This week I am turning my blog temporarily over to a guest blogger. Before I do, I want to remind everyone that writing is reading. The act of writing and revising requires reading and thinking. What a great way to grow your literacy! Blogging can be one way to allow kids to practice their literacy, and it is fun too! I have included a website that is helpful if you are going to blog with your child: http://www.blog-connection.com/blogs-kids.htm
So, with no further ado, here is my guest blogger.
I’m Laura’s daughter, Abby. I am 9 years old. I’m in third grade. I recommend you go to MY blog, crazycat101. The blog address is: http://catcrazy101.wordpress.com/
My blog is about cats and all the funny stuff they do. Leave a comment or follow me and tell me if your cat does anything funny or weird. Sometimes I will post about other stuff too so please check it out!
Just when you thought all the reasons to read were on the table, here come some more! The feast of reading includes acquiring grammar, vocabulary and strong writing skills. As a matter of fact, according to decades of research, we gain the majority of our vocabulary knowledge and grammar skills through the act of reading and not by worksheets, dictionaries or sentence creations with random vocabulary words. This is busy work that does not ‘stick’ and is soon lost after it is practiced.
Reading is biology, much like how we acquired our language skills. It is the act of immersing someone in another language when they begin to acquire it. The same is true for reading and literacy. Students who read a lot are typically better at grammar use, creative writing, have larger vocabularies and therefore can comprehend what they read in an easier fashion. Reading trumps worksheets and rote drill work any day. If you have school age children, k-12, make sure the teacher is giving your child the time to read EVERY DAY in class. This is critical in practicing their direct instruction from that day. It then goes without saying those same students should have the opportunity to read something of their choice at home EVERY NIGHT.

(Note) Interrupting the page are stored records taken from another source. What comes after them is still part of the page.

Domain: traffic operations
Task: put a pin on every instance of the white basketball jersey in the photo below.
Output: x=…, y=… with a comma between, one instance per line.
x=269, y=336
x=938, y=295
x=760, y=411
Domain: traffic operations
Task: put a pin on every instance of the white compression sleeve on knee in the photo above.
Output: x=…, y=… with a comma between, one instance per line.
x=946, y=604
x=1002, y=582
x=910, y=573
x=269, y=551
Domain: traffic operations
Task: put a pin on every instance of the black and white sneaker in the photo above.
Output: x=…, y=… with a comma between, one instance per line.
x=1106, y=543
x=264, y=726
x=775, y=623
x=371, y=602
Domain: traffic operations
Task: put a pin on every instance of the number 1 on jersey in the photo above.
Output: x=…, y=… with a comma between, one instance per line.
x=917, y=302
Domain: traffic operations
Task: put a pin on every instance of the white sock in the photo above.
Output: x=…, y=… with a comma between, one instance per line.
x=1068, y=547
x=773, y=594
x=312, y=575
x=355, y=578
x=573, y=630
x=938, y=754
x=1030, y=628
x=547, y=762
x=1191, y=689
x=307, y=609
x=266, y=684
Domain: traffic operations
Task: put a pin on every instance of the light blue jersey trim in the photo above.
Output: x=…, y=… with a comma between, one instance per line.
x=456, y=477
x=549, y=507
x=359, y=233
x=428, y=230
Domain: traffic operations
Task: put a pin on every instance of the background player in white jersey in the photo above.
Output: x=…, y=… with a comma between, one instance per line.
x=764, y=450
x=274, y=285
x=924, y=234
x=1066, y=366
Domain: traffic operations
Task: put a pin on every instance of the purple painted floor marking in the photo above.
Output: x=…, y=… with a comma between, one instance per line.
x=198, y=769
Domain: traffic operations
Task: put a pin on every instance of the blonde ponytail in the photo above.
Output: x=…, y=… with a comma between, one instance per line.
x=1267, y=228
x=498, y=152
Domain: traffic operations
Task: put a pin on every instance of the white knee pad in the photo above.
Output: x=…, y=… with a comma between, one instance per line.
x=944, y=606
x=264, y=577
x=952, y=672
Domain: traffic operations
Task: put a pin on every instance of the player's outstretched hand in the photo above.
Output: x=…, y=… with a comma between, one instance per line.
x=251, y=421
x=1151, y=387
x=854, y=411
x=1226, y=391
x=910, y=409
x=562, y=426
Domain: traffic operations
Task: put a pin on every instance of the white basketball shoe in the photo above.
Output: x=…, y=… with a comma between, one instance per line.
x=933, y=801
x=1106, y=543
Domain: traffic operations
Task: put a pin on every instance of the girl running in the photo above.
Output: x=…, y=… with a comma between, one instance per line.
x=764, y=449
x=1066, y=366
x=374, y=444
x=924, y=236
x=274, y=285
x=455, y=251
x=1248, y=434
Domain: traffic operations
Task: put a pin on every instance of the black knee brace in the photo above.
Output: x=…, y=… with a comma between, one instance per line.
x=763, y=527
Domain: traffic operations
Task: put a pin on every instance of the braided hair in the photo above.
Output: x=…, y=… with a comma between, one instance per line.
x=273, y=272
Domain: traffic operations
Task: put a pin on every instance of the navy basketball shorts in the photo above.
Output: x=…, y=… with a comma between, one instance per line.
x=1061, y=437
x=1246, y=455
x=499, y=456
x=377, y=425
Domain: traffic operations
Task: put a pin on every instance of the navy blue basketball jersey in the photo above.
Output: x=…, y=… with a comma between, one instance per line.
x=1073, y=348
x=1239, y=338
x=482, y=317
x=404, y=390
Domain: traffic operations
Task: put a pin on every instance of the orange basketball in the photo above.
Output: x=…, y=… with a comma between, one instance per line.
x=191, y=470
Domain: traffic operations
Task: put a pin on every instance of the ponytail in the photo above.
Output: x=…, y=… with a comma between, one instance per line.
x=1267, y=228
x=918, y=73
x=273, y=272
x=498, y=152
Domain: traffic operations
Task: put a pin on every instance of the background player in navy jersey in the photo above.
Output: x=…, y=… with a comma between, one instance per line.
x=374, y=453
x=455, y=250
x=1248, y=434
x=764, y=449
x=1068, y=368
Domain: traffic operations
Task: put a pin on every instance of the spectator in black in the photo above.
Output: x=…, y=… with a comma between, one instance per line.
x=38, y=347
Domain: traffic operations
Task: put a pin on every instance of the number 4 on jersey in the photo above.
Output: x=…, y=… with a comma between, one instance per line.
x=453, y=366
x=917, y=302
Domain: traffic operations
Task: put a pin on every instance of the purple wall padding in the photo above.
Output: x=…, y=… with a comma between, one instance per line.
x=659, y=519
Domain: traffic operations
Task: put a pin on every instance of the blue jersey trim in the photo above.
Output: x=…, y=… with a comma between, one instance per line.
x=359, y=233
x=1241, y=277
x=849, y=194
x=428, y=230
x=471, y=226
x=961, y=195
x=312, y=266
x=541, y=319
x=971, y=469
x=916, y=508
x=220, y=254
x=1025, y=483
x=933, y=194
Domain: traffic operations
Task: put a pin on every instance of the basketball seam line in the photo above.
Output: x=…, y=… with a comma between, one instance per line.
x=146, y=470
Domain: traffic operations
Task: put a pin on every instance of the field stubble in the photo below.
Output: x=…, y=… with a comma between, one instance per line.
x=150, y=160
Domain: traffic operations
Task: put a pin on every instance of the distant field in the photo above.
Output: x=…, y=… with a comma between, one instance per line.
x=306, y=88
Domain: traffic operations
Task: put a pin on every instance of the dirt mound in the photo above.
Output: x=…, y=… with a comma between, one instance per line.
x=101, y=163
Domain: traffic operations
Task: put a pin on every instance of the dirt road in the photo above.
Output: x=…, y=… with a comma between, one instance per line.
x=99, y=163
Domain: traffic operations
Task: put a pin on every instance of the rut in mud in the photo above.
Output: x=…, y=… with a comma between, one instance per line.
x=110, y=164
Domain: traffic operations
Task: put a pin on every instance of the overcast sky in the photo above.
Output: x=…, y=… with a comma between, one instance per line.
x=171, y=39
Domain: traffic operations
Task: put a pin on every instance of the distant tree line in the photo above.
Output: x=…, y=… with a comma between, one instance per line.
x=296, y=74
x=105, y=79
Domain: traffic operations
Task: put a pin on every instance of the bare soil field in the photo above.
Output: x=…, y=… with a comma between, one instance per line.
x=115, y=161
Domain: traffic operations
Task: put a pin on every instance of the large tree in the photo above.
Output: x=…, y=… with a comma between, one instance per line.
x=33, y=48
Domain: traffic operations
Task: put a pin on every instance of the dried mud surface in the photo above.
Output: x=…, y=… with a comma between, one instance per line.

Consider a reading resolution for this year! I might suggest to you to make reading nonfiction to/with your children a priority. By nonfiction here I mean an informational text that might be on a specific topic such as dinosaurs, pets, Mexico (the list is endless).
Astro the Steller Sea Lion / Sylvan Dell Publishing on BeThereBedtimeStories.com
Chances are teachers in your child’s school have shifted to make sure your child is reading more nonfiction due to the fact that it is part of the Common Core State Standards to make students College and Career Ready. Think about it. How much literature do you read on your job or in college? On the other hand, how much informational text (nonfiction) is required of us in our jobs or in our college classrooms? While reading and reflecting on good literature is an important part of a reading diet, nonfiction has been neglected for too long, especially in our primary grades. So this year when you snuggle up with your child to share in a good book, pick a nonfiction text that may be of interest to your youngster!
Anyone get a fluency reading score coming home from school for their school-age child recently? You may have recently received a report that gives a single number which represents the number of words your child read in one minute. Anyone wondering why we are timing our students to see how many words they can read in one minute?
I have very mixed feelings about these fluency scores and the message they send to our students. After all, why would we want to teach our kids to read as fast as they can? This flies in the face of everything I know as a reading specialist. However, there are a two redeeming things about these fluency scores. The first is they are quick and easy to give. Schools are desperately looking for data these days to drive instruction, and when you are talking about giving assessments to hundreds of kids multiple times a year, it gets complicated. The second reason is that research shows that a fluency score is one (albeit ONLY one), indicator of future success as a reader.
I have sat and given hundreds of these assessments for the past couple years and here is one thing I know. There are students that have beautiful command of the text, with perfect tone and pace that sound much better than students who race through the text meaninglessly and end up with a higher fluency score. I just wish they wouldn’t call it a fluency score. Speed is only one small part of fluency and that message is unfortunately lost on many students who are simple being asked to read fast.
By the way, how do you improve your child’s fluency? Two simple things. Have them read often and make time to read aloud TO them to give them that model of fluency. Time for bedtime story!